Sabine THILLAYE : Nous ne sommes pas nécessairement en retrait sur les sujets européens mais il est vrai que le cadre institutionnel est différent. L’exemple de la Finlande est assez évocateur : leur Commission des Affaires européennes s’appelle la Grande Commission et c’est la plus importante du Parlement. Elle mandate le Premier ministre sur les positions qu’il doit défendre au Conseil européen. C’est sensiblement la même chose en Autriche et au Danemark. Nous en sommes assez loin pour notre part. D’une certaine manière, les électeurs de ces Etats membres ont plus d’influence sur la politique européenne via leur Gouvernement et donc les élections, ce qui peut leur donner davantage de sensibilité aux problématiques européennes, plus visibles.
Pour autant, nous auditionnons régulièrement le ministre chargé des affaires européennes, Clément Beaune actuellement, ainsi que les ministres chargés des sujets sur lesquels nous travaillons. On entend souvent que l’Europe n’est pas démocratique, mais nos députés européens sont élus, le Président de la République qui prend la présidence du Conseil de l’Union est élu et, ici, à la Commission des Affaires européennes, nous sommes des députés élus pour contrôler les propositions communautaires.
« Les parlementaires nationaux ont un rôle à jouer pour faire le lien avec l’échelon européen »

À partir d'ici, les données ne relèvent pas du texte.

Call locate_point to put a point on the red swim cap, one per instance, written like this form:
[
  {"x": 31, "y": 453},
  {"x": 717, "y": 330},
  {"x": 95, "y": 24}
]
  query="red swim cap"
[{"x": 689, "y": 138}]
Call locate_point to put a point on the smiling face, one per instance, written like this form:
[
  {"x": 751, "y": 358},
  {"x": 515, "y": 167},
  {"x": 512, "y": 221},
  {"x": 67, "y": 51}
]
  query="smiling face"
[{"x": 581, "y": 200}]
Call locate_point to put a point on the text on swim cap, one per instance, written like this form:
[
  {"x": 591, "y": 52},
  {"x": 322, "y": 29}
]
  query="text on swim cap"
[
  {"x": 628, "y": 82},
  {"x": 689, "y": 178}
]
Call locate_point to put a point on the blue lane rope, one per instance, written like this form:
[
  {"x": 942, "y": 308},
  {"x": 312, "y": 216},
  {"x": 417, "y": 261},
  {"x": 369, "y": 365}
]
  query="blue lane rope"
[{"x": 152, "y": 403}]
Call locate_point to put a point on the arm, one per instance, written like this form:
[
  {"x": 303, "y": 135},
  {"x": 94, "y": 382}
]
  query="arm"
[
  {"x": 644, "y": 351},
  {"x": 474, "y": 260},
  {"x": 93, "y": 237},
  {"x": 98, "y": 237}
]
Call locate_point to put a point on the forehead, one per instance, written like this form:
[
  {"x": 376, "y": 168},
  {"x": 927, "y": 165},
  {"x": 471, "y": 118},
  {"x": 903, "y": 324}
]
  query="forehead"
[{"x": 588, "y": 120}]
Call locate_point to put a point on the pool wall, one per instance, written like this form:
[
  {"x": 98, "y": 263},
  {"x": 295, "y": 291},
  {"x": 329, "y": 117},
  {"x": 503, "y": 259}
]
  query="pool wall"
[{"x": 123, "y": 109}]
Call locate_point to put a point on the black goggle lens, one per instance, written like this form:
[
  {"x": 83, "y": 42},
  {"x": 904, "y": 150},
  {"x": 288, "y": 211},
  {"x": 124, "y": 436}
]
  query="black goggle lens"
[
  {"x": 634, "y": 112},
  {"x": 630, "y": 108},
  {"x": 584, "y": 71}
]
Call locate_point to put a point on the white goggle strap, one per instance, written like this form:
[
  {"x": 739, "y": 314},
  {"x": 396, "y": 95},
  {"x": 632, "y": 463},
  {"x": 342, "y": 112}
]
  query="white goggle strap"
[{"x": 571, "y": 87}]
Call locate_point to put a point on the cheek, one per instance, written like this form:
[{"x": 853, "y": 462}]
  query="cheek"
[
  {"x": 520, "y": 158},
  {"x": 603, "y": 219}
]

Cependant, depuis que je suis à la tête de cette Commission, je suis toujours plus convaincue que les parlementaires nationaux pourraient davantage jouer le rôle de chaînon manquant s’agissant de l’information sur l’Europe et de l’intégration européenne. Nous sommes en effet chaque semaine devant nos électeurs et les élus locaux et nous avons cette opportunité de faire le lien entre l’échelon national et l’échelon européen.

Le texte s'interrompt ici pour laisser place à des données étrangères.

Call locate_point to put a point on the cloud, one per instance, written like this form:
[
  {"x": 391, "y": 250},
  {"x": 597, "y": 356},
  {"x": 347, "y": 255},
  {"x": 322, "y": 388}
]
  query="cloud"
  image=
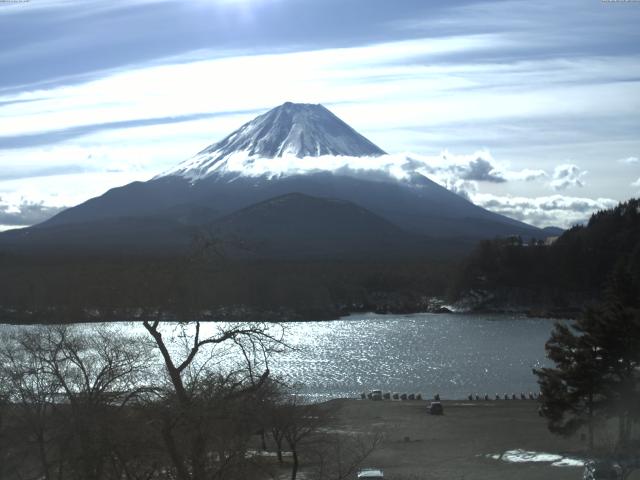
[
  {"x": 15, "y": 173},
  {"x": 482, "y": 170},
  {"x": 567, "y": 176},
  {"x": 26, "y": 213},
  {"x": 629, "y": 160},
  {"x": 555, "y": 210}
]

C’est important car il y a beaucoup de textes européens qui transitent par les parlements nationaux et surtout qui vont in fine concerner les citoyens. A la Commission des affaires européennes, nous exerçons une fonction de contrôle et d’évaluation des politiques nationales au regard des orientations européennes et inversement. Tous les projets de textes européens arrivent chez nous et nous devons nous prononcer : les acter si nous sommes d’accord ou les réserver si nous identifions un problème, pour ensuite produire éventuellement un rapport d’information ou une résolution européenne, transmis au Gouvernement français et à la Commission européenne, qui est alors censée nous répondre.

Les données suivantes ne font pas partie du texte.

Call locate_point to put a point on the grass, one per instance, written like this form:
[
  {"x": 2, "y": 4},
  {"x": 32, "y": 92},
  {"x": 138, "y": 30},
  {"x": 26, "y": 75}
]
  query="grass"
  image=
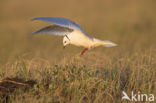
[{"x": 63, "y": 76}]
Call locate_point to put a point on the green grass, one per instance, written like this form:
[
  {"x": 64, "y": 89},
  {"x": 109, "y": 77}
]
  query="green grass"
[
  {"x": 62, "y": 75},
  {"x": 75, "y": 83}
]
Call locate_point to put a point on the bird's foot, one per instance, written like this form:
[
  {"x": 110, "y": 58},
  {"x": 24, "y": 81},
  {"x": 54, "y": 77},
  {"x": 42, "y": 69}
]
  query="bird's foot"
[{"x": 84, "y": 50}]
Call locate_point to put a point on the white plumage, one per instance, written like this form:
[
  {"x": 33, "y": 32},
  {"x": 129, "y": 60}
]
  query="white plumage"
[{"x": 72, "y": 32}]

Nextep : A quel moment les propositions qui émanent de l’UE arrivent-elles et sont-elles vues par la Commission des Affaires européennes ?
Sabine THILLAYE : Nous sommes consultés sur des projets d’actes émanant de la Commission ou du Conseil, donc très en amont, au stade de la négociation, qui concerne ensuite le Conseil de l’Union et le Parlement européen en tant que colégislateurs. En agissant à ce niveau, nous effectuons notre activité de contrôle auprès de notre Gouvernement. Si nous décidons de réserver un texte, nous faisons alors un rapport ou une résolution européenne attirant l’attention sur les points de vigilance que nous relevons. Nos résolutions sont ensuite transmises à une commission permanente saisie sur le fond. Si elle ne s’en saisit pas, c’est notre avis qui devient l’expression de l’Assemblée nationale. Cela peut alors ralentir pendant quelques semaines les négociations au Conseil, en théorie, car le Gouvernement doit en tenir compte.
Nextep : Intervenez-vous plus tard, notamment au moment des négociations en trilogue ?
Sabine THILLAYE : Nous n’intervenons pas en trilogue car cela signifie que le Conseil et le Parlement ont déjà adopté chacun une position et qu’ils essaient alors de s’accorder. Nous arrivons bien avant, pour peser sur la proposition de la Commission ou sur la décision du Conseil, à travers notre Gouvernement. Si la décision du Conseil nous convient, nous l’actons.
Nous pouvons également nous saisir d’autres sujets, mais uniquement pour porter des observations. En ce qui concerne l’Europe de la santé, nous avons fait un rapport sur la coordination par l’UE des mesures nationales de gestion de la crise sanitaire. Nous avons particulièrement insisté pour pérenniser les mesures ad-hoc qui ont bien fonctionné pendant la crise, notamment s’agissant du mandat des agences sanitaires et d’une meilleure communication. Nous avons également produit un rapport sur la question de la relocalisation de la fabrication des médicaments et des principes actifs pharmaceutiques en Europe.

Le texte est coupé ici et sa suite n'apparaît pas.